Spirometry was abnormal in 21.2% and 31.3% of participants in the PR-PACS and NPR-PACS groups, respectively (p = 0.36). IOS was abnormal in 28.6% and 66.7% of participants in the PR-PACS and NPR-PACS groups, respectively (p = 0.003). LUS was altered in 39.4% and 43.8% of the participants in the PR-PACS and NPR-PACS groups, respectively (p = 0.72). The 6-min walk distance (6MWD) was greater in the PR-PACS group than in the NPR-PACS group (p = 0.001]. HD was observed in 6.1% and 37.5% of participants in the PR-PACS and NPR-PACS groups, respectively, with a significant difference in ΔIC (p<0.001). The 6MWD correlated significantly with several IOS parameters and with ΔIC.

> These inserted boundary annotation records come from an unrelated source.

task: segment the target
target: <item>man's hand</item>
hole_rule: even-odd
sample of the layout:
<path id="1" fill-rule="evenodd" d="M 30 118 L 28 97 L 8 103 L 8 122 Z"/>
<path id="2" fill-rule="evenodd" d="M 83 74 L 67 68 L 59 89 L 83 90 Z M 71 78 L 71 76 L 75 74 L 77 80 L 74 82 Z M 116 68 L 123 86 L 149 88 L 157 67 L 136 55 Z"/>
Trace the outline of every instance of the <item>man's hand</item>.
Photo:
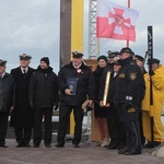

Patients with PACS undergoing PR perform better in the 6MWT, with a higher 6MWD and less HD. In these patients, IOS is able to distinguish the effects of PR that are not differentiated by spirometry or LUS. Furthermore, the better the respiratory mechanics assessed by IOS and the less DH there was, the higher the performance in the 6MWT.
肺康复(PR)被推荐用于患有急性新冠后综合征(PACS)的患者,尽管缺乏通过最常用的主要终点(六分钟步行测试(6MWT))评估其益处的研究。本研究评估了 PR 对 PACS 患者 6MWT 期间测量的通气动力学的影响,其次,评估了这些发现与肺功能和结构测量值的相关性。
这是一项对 PACS 患者的观察性横断面研究,其中 33 名患者接受了 PR(PR-PACS 组),32 名患者未接受 PR(NPR-PACS 组)。这些患者进行了配备 Spiropalm®的 6MWT,测量吸气量(IC)以评估动态过度充气(DH)。此外,他们还进行了肺功能检查、脉冲震荡(IOS)和肺部超声(LUS)。
PR-PACS 和 NPR-PACS 组患者中分别有 21.2%和 31.3%的患者肺功能检查异常(p=0.36)。PR-PACS 和 NPR-PACS 组患者分别有 28.6%和 66.7%的患者 IOS 异常(p=0.003)。PR-PACS 和 NPR-PACS 组患者中分别有 39.4%和 43.8%的患者 LUS 改变(p=0.72)。PR-PACS 组的 6 分钟步行距离(6MWD)大于 NPR-PACS 组(p=0.001)。DH 分别见于 PR-PACS 和 NPR-PACS 组患者的 6.1%和 37.5%,PR-PACS 组的ΔIC 差异显著(p<0.001)。6MWD 与 IOS 多个参数和ΔIC 显著相关。
接受 PR 的 PACS 患者在 6MWT 中表现更好,6MWD 更高,DH 更少。在这些患者中,IOS 能够区分肺功能检查或 LUS 无法区分的 PR 效果。此外,IOS 评估的呼吸力学越好,DH 越低,6MWT 表现越好。